Senate Bill 239, legislation introduced by Senator Vulakovich to allow for an expansion of the Property Tax Exemption Program for Disabled Veterans, is among three measures on the agenda for a meeting set for 11 a.m., Tuesday, March 20, in Room 8E-A in the East Wing of the State Capitol Complex.
Currently, an honorably discharged disabled veteran must be 100-percent disabled and have a financial need in order to receive a 100-percent exemption from property taxes. The proposed constitutional amendment would allow veterans determined to be at least 50-percent disabled to receive the tax exemption based on the extent of their disability.
Under that proposal, a 100-percent disabled veteran would continue to be completely exempt from paying property taxes. However, those considered to be 75-percent disabled would then be eligible for a 75-percent exemption and a 50-percent disabled veteran could receive a 50-percent exemption. All veterans – regardless of their disability level – would still have to qualify based on their financial need.
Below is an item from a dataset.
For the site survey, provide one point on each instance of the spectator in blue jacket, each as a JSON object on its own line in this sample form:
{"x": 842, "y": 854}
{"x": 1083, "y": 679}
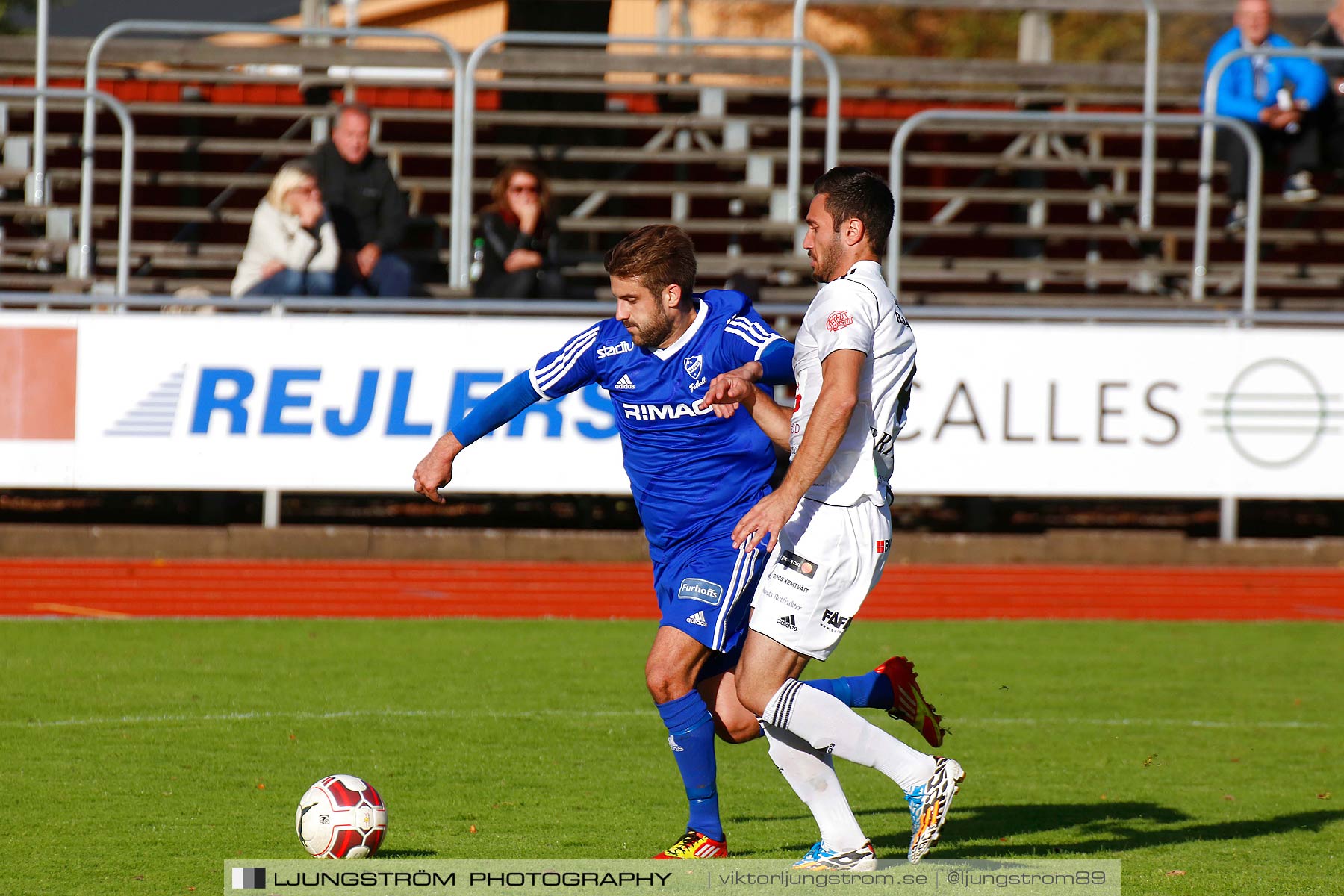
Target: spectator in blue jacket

“As our men and women continue to put their lives on the line for our freedom, this measure is another way in which we can say thank you for their sacrifice,” said Senator Vulakovich.
The committee is also scheduled to consider Senate Bill 1021, a measure introduced by Senators John Yudichak and Jay Costa that would provide a limited-time opportunity for certain amputee or paralyzed veterans to apply for the state’s Amputee and Paralyzed Veterans’ Pension, which provides a benefit of $150 per month to eligible veterans.
Act 180 of 2014 increased this program’s eligibility requirements in order to reduce program costs. However, the Act did not allow sufficient time to ensure that all veterans were able to complete their applications before the changes became effective. Senate Bill 1021 would provide a 90-day period for eligible veterans to submit an application to the Department of Military and Veterans Affairs.
The Commission, made up of legislators, first responders and representatives from municipalities, is studying issues affecting first responders. The commission is charged with providing its findings and recommendations to the Chairmen of the Senate and House Veterans Affairs & Emergency Preparedness Committees.
“The Commission has only been able to meet on a couple of occasions so far and in order for it to fully do its job, it will need additional time to deliberate and make its recommendations,” Senator Vulakovich said.
The Committee will also consider Senate Bill 1041, a measure introduced by Senator Camera Bartolotta that directs the Department of Military and Veterans Affairs to create logos to be used to promote veteran-owned and disabled veteran-owned businesses. This proposal mirrors a successful program currently being utilized in the state of Wisconsin.